DOE commits $27.5M for uranium contaminant transport field studies
PNNL seeks to solve uranium migration mysteries in Washington and Colorado
April 16, 2007
RICHLAND, Wash. –
The Department of Energy recently granted Pacific Northwest National Laboratory $27.5 million dollars over 5 years to investigate the movement of contaminated groundwater at sites in Washington and Colorado. These two field research studies are funded by DOE’s Office of Science and are intended to identify new approaches and strategies to help resolve questions about the movement of subsurface contaminants.

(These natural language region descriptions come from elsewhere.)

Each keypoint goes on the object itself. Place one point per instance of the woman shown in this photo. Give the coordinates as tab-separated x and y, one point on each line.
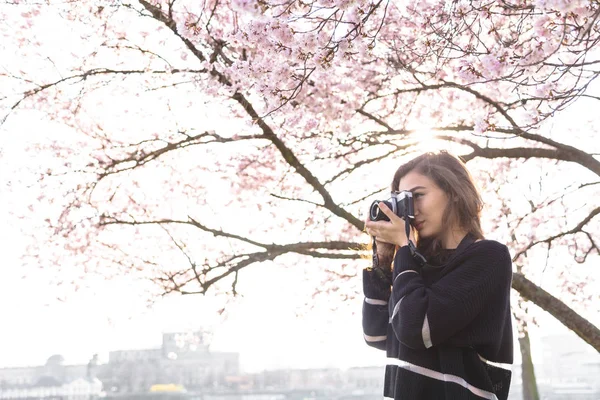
445	325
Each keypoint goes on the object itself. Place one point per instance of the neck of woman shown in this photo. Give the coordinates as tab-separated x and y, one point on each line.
453	238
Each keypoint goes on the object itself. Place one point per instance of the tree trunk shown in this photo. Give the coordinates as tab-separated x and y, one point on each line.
530	391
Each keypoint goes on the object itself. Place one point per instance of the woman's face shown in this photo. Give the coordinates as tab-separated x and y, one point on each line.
430	201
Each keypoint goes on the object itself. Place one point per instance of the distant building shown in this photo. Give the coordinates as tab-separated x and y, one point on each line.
183	359
54	380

PNNL will lead the field studies at the Hanford Site in Richland, Wash., and at a uranium mill tailings site in Rifle, Colo.
The Hanford study involves characterization and instrumentation of field sites to investigate the groundwater and the vadose zone - or the subsurface soil and rock just above the groundwater - both of which are contaminated by uranium. The study area is adjacent to the Columbia River and located near the southern boundary of the Hanford Site, north of Richland.
PNNL Project Manager John Zachara says the field study at Hanford is perfectly suited for closely examining the processes controlling uranium migration in a complex subsurface environment. “It brings to bear the best science available, and will help us resolve questions about the movement of subsurface contaminants at Hanford and other DOE sites.”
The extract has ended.